Many times while playing, you face a table layout without simple options to pocket balls. There are only bad, very bad and “%?&*@#^” choices. All of us have watched as various bar bangers seize upon this opportunity to demonstrate the width and breadth of their imagination. Actually these guys provide you with an amazing educational instance of stupidity.
Some sort of silly shot will be called, often detailing three or more rails. Why do they do this? It’s seems to be a bit insane to attempt something that can help lose the game. When playing idiots of this caliber, take ‘em for every dollar you can get. (Who knows? They might smarten up later and actually start thinking before shooting.)
While it’s fun to watch a bar banger address a poor table layout, you need to be the Intelligent Player and think before you shoot. When faced with a situation beyond your ability to shoot out of the situation, the proper response is to make life difficult for your opponent. And the best way to do this is to be a safety shot.
Instead of considering some low percentage shot, how about figuring out easy ways to help your opponent let you win? If you can see the object ball, you are the person in charge of the table. You can decide what kind of table layout you want to hand over to your poor unsuspecting victim.
Since all aggressive options are dependent upon billiard god luck, think of a safety shot as an opportunity to tease your opponent.

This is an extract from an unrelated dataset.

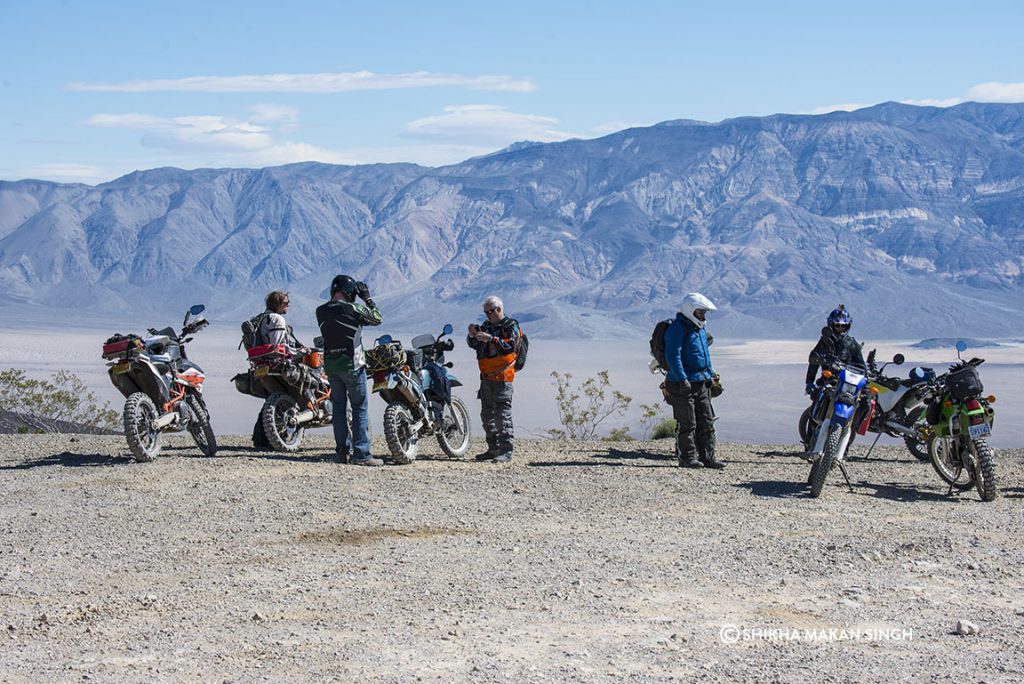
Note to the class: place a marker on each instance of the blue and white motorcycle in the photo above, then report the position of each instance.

With an intentional defensive play, you don’t give away the game by letting your opponent come to the table. (It’s never a good idea to let billiard god luck decide whether you win or not.) Your playing philosophy must be, “Nothing for me? Nothing for you!” Play the safety shot and make your life easier.

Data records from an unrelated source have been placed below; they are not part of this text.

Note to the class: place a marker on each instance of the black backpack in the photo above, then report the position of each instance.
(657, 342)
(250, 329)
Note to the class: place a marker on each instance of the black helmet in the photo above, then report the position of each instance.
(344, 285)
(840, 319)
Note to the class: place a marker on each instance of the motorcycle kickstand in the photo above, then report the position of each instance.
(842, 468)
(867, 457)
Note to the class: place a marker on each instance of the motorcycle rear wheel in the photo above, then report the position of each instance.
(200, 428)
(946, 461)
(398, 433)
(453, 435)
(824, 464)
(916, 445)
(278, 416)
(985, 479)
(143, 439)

When faced with the impossibility of running out, do some proper tactical thinking. When looking at a table layout with the intention to shoot defensively, several possible shots will be immediately available. More can be identified with another 15 seconds of thought. Tailor the safety shot selection to your personal ability and the capability of your opponent. If he has a problem with banks, set one up for him. If he can’t make a long shot, move the cue ball far, far away.

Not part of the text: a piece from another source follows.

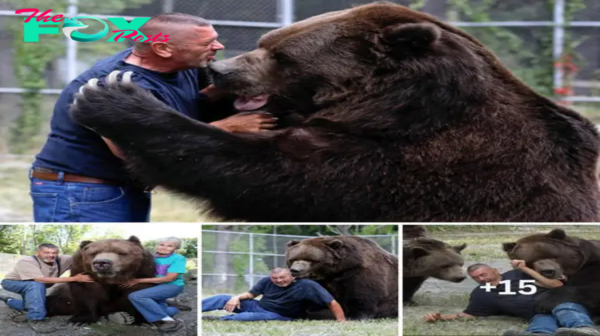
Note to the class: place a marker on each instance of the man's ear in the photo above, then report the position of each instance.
(413, 35)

The lower the skill level of your opponent, the simpler it is to give him a near-impossible shot. Even a sharp cut on an object ball close to a pocket will give some trouble. When your opponent is a better player, your safety shot has to be a little more sophisticated. Select a defensive shot that will provide more of a challenge to your opponent.
Keep in mind two things – slow speed safety shots are 1) easier to control and 2) simple to identify. If the ending object ball position is important, put your hand on the table location and work out the cue ball/object ball angle and speed for the safety shot. If the final cue ball position is critical, put your hand on the location and work out the details.
The learning curve is very easy and quick. On the practice table, a few dozen testing shots can quickly teach you that simple solutions at slower speeds get excellent results. When you do mis-shoot, think through the shot and figure out how you should have done it.
You can win a lot more times by thinking your way through each shot in every game. A planned miss of an easy shot can often by the move that helps you beat your opponent. So there isn’t any reason why you have to play stupid.